That's not right. When the switch first opens the charge (and hence the voltage) on the capacitor will be zero. What will be the voltage across R1 in this case? What is the current through R1 at that time?
Okay, that's the correct final voltage across the capacitor. So you know that the capacitor voltage will begin at zero and end up eventually at 1.55V. That allows you to write the equation for the voltage vs time as:
$$Vc = 1.55V \left(1 - e^{-\frac{t}{\tau}}\right)$$
where the time constant $\tau$ needs to be found. To find it you'll need to determine the equivalent resistance that the circuit presents across the points where the capacitor connects. So, remove the capacitor and replace the voltage supply with a short circuit. What is the net resistance across the capacitor connection points?

3. Jan 30, 2012

### rhemmin

Voltage across R1 should equal the voltage source because of KVL. So, voltage across R1 should be 6V. Therefore, the current through the R1 equals 6/(8.9*10^-3) = .674mA.

After removing capacitor and replacing voltage supply with short, resistance across the points where capacitor connects is equals the equivalent resistance of R1 and R2 in parallel.
This equivalent resistance is 2.30kΩ. After substituting these values in the voltage vs time equation, I get 8.85 ms which is graded correct by homework site.

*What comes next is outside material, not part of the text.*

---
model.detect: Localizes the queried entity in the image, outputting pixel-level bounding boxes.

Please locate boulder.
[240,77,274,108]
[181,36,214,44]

Awesome. Thank you very much for your help.

4. Jan 30, 2012

### Staff: Mentor

You're welcome!

5. Jan 30, 2012

### technician

gneill
I have followed your help here..... it is great!

6. Jan 30, 2012

### Staff: Mentor

Why thank you. You do some good work, too

7. Apr 24, 2012

### boguzz

What if we have a Voltage Source (Vs) with a current limit lower that Imax?

Let's say:
Vs=100 V with max output current 5 mA
R1=3.5 kΩ
R2=20 kΩ
C=6 mF

In this case we have the max voltage over C as defined by the resistive voltage divider Vc(max) = Vs*R2/(R1+R2) ≈ 85 V

At t=0+ the voltage across R1 is 100V, so the maximum current is 100V/3.5kΩ≈28mA, more than the voltage source can provide.

What is the time to charge the capacitor in this situation?

Thank you!

8. Apr 24, 2012

### Staff: Mentor

Hi Boguzz, Welcome to Physics Forums.

Is that capacitor value in millifarads (mF) or should it be microfarads (μF)?

Does the voltage supply have any particular relationship between its terminal voltage and the current it supplies? Does it maintain E = 100V right up to I = 5 mA? What happens then? Does the supply voltage sag to some value that maintains a constant 5 mA even to the limit of a short circuit load?

What are your thoughts on how to approach the problem? (You must show an attempt at a solution before we can know how to help).

Last edited: Apr 24, 2012